LINK: http://bit.ly/94yyit
Outgoing Fenty administration halts the D.C. Office of the Chief
Technology Officer’s transition to a “results only work environment.”
EXCERPT:
Read the complete story at Center for American Progress.
“We don’t want to make policy decisions for the incoming administration
that haven’t been vetted by them,” said City Administrator Neil Albert
in an interview this week. “So we’re taking this time to make sure they
concur with the direction and vision.” The decision to “pause” the
results-only experiment was not made at Gray’s bidding, according to
Albert, and is part of a general plan to forestall all “high-level
policy decisions” for the new mayor’s transition team. “This decision
was made solely by the Fenty side,” Albert said, referring to outgoing
Mayor Adrian Fenty, who will leave office in January.
Still, the move appears to confirm widespread fears of employees at
OCTO, as the 550-person information technology agency is known, that the
political upheaval of Fenty’s September election loss would endanger
CTO Bryan Sivak’s promise of a government workplace that rewards
productivity and enterprise—not face time and rule-following. OCTO
employees in September focus groups said their chief concern was that “a
new mayor will come in and [ROWE] will be doomed.” Employees voiced
similar concerns last month at the inaugural meeting of the internal
ROWE “design team.”
ABOUT “GOING ROWE”
This is the fourth in a series of weekly dispatches from the District of
Columbia’s information technology department, which is transforming
into a “results-only work environment” where employees can work where
they want, when they want—so long as they meet predefined goals.

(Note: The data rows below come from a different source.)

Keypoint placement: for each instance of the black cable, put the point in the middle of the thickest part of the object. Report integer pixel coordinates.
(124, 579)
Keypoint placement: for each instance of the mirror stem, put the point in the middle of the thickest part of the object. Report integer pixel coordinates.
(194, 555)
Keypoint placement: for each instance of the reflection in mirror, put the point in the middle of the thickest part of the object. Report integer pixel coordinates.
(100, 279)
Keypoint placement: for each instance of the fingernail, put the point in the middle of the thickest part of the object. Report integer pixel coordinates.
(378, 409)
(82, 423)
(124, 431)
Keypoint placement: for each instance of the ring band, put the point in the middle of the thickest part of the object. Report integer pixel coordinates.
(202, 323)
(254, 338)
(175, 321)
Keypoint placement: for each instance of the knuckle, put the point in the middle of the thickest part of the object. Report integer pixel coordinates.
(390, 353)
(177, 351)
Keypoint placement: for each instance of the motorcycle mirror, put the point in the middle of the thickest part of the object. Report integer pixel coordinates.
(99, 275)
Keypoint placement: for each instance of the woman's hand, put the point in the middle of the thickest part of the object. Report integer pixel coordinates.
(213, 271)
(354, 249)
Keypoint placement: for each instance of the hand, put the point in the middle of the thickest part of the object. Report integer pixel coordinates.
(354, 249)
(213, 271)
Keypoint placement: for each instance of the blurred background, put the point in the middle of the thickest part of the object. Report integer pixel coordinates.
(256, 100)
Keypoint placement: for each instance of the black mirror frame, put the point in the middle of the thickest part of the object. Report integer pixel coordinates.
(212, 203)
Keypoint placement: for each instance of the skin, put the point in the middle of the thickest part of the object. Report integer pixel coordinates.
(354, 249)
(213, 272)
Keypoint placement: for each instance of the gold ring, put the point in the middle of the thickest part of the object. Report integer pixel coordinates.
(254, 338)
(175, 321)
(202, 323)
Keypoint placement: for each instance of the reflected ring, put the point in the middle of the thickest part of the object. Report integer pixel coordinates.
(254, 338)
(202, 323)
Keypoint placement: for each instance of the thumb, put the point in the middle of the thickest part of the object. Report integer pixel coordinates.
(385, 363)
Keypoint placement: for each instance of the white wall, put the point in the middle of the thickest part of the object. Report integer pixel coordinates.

Washington’s 35-year-old Chief Technology Officer Bryan Sivak predicts a
radical results-only culture will boost worker productivity by 30
percent and enhance employee morale at a time of hiring freezes and
budget cuts. Sivak has agreed to let CAP’s Doing What Works project
attend internal meetings and planning sessions as his 550-person agency
tries by January 2011 to become the first government department in the
country of its size to “Go ROWE.”
This shows the real importance of political events for gov innovators. Fenty made the right move here. Honestly, I was troubled to read about Brian Sivak pushing ahead without consulting new leadership (no direct knowledge, just following this story) when his 550-member IT staff felt like their future was uncertain. That said, it was great to see the open coverage of this initiative, and I look forward to seeing ROWE experiments unfold elsewhere, and perhaps even in DC again.
To expand just a bit, I hope that the new DC leadership is open to innovation at work and to exploring the benefits of ROWE. Best of luck to Sivak and his folks during this transition (and my bad for not fully understanding DC politics – as there wouldn’t have been an opportunity to talk to Gray and his team before yesterday’s election).